Federal investigation of deadly Bonner collapse likely to take months

The final horizontal section left of the Herbert C. Bonner Bridge collapsed during demolition on April 14, 2021. [photo courtesy Don Bowers/Island Free Press]

A federal investigation is underway of the incident that killed a worker Wednesday evening during the final stages of demolition of the Herbert C. Bonner Bridge over Oregon Inlet.

Since it happened over a navigable waterway, the U.S. Department of Labor’s Occupational Safety and Health Administration has taken charge of the probe which could take several months.

Jose Armando Maqueda Mejia, who family and friends called El Guero, 46, of Manns Harbor, died when the last remaining horizontal structure of the bridge built in 1963 fell more than 90 feet to the surface of the inlet.

[NCDOT traffic camera image]
NCDOT traffic camera image

PCL Constructors is the lead contractor on both the construction of the Marc Basnight Bridge and demolition of the Bonner Bridge.

“It’s too early to know when OSHA will wrap up its on-scene investigation, but PCL might be able to start back on other parts of the demolition project (in the coming week),” N.C. Department of Transportation spokesperson Tim Hass said Thursday.

Demolition began in 2019, shortly after the Basnight Bridge opened to traffic. The southern end of the Bonner is being converted into a public fishing pier and was not involved in the collapse.

Shoaling along the ocean sandbar slowed the Bonner demolition process which was expected to only take around 6 to 8 months after N.C. 12 was moved to the new span.

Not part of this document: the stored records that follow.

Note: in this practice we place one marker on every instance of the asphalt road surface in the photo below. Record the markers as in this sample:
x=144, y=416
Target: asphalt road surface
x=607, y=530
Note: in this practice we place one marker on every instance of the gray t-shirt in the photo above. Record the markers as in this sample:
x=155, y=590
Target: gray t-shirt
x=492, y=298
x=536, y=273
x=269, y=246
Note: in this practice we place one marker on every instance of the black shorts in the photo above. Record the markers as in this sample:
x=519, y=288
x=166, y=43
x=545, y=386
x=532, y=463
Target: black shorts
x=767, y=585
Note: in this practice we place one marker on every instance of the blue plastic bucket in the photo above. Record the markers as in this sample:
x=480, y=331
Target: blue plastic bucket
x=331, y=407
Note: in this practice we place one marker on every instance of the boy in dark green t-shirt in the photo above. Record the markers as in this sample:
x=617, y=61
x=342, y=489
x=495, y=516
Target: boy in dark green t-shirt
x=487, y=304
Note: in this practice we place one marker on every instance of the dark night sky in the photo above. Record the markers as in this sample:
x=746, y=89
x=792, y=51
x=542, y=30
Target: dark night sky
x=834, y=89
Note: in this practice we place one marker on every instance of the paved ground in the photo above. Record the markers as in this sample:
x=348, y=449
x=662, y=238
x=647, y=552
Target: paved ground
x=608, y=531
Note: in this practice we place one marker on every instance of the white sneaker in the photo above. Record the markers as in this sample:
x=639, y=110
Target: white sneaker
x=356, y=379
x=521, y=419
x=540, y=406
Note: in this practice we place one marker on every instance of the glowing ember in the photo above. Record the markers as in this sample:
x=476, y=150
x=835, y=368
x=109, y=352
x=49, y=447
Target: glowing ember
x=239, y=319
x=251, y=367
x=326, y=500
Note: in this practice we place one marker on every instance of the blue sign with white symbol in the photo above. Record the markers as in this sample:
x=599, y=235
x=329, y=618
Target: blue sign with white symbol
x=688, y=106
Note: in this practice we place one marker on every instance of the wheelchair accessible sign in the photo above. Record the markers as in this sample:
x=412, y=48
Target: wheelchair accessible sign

The conditions prevented barges from leaving the inlet with the concrete remains that were being placed along several artificial reefs offshore.

As the bridge was being dismantled, the concrete road deck and guardrails were cut apart and stacked on the support beams. It was then loaded on to barges, followed by the steel beams.

Only a few sections of the navigation span of the old bridge remained on April 8, 2021. [NCDOT image]
The northern steel sections had been lowered to a barge sometime in the 24 hours prior to the collapse. The southern section was in the process of being unloaded of the concrete when it fell.